Re: "for as long as software has existed, it's been normal to distribute the source code"
You didn't mention Electron at all in your article.
Electron is its own environment and framweork - just like Java or .NET. And as much as stupid like them - as soon as that environment version is no longer supported, your applications aren't too. Electon solves it bring thw whole environment in each app - meaning huge downloads and disk space used, compared to compiled code - so its compiled code layer solves the comaptibility problem, since most OS need to ensure a decent compatibility with complied code (although in this regard Windows is far better than Linux - exactly for the reason you can't recompile for each release, and why should you? Compiling code should not be a user matter - they use software, not build it).
Anyway between pure interpreted languages and compiled ones there are many that use some form of intermediate code - for performance reasons. Is this obfuscation? It's not directly readable by humans, sure. But CPU for now don't speak human languages, nor programming ones. Why WASM, otherwise?
Still, whatever is written in Javascript ends calling lower layers, most of them made of compiled code anyway. Where the CPU spends more time after the code is parsed and maybe JITted?

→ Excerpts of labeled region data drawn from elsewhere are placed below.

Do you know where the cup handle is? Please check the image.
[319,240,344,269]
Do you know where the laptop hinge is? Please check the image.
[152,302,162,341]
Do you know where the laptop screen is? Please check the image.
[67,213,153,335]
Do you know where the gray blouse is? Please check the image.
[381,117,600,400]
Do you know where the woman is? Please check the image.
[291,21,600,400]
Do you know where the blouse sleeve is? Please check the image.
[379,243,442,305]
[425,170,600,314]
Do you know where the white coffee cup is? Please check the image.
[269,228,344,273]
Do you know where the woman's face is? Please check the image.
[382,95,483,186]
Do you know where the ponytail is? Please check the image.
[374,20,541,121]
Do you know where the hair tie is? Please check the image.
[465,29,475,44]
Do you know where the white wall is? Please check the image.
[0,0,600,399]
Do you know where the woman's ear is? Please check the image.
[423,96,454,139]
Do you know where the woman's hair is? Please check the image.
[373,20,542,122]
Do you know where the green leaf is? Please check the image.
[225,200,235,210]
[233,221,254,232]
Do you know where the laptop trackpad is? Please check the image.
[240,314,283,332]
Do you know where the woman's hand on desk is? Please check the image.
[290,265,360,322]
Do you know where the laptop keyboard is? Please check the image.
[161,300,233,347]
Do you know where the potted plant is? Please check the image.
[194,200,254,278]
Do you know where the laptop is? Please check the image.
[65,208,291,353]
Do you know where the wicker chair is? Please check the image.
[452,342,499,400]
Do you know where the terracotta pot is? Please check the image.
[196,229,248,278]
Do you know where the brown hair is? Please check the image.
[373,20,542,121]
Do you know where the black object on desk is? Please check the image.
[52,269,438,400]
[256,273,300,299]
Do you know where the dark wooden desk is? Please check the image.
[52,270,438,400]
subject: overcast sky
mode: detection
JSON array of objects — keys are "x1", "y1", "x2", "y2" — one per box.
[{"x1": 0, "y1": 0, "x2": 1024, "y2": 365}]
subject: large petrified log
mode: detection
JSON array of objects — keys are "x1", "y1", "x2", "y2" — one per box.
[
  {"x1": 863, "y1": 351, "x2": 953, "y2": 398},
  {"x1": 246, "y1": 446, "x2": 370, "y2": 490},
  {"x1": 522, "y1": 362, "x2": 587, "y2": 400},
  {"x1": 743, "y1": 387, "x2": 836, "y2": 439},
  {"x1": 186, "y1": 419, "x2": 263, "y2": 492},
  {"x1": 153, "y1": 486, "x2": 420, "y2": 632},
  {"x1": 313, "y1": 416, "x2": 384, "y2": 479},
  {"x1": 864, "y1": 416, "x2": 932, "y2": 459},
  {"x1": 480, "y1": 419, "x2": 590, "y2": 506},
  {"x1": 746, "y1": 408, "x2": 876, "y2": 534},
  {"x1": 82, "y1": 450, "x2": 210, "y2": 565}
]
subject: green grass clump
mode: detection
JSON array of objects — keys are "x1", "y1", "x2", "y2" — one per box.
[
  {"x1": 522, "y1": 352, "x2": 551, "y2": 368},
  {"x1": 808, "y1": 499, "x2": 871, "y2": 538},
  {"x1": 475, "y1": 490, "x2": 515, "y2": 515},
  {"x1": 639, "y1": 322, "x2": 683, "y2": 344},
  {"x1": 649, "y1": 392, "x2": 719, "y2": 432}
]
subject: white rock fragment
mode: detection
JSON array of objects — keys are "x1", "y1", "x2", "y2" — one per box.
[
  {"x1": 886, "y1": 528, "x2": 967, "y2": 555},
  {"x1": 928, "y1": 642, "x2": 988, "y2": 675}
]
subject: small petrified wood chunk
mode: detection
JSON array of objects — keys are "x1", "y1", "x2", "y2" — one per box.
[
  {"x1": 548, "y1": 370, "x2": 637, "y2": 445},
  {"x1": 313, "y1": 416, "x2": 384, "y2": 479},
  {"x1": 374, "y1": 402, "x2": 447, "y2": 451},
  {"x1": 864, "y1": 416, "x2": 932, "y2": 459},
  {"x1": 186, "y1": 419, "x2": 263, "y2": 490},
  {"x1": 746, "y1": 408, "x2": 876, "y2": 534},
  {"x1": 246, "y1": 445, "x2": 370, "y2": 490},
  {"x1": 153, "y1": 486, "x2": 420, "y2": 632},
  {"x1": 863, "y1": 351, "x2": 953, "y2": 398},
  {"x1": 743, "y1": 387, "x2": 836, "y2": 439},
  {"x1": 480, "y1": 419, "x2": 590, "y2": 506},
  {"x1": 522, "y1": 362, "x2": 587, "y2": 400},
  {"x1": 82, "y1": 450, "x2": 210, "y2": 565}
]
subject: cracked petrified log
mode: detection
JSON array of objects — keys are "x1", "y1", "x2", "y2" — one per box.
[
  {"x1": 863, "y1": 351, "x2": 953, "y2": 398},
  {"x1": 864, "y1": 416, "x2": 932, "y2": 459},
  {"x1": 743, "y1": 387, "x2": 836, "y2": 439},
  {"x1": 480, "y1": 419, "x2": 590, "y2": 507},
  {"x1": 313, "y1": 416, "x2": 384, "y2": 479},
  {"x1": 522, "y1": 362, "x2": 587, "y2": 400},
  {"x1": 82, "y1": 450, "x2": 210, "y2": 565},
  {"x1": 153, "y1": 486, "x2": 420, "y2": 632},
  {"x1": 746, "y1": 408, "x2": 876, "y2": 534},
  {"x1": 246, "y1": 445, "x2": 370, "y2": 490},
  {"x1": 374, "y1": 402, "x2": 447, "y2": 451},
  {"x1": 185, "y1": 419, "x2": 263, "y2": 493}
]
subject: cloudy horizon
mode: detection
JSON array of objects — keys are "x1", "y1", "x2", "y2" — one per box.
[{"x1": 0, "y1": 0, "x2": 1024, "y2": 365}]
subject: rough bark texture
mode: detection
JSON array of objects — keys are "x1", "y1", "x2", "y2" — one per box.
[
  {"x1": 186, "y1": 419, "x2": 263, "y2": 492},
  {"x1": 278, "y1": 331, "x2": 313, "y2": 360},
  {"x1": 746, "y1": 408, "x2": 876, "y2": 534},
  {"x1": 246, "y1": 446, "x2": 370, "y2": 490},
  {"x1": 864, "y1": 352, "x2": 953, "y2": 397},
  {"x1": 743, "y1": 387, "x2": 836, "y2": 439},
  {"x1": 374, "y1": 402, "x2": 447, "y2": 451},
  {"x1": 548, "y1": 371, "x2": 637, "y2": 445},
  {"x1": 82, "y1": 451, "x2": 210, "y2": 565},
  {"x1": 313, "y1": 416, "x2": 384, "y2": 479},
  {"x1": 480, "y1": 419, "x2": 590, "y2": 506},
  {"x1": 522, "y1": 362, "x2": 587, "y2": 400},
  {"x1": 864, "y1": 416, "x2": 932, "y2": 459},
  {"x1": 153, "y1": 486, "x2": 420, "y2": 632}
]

As I wrote before, I'm still waiting for virtual machines (as in JVM) OS - they never came because they were a stupid idea. This kind of languages are used because they "sandbox" the programmers, so companies can get less skilled and cheaper ones, since they believe thay can't make "big disasters" (not true, but that was how they were sold). So IT started to move backwards - crappier applications, slower performances, huge downloads.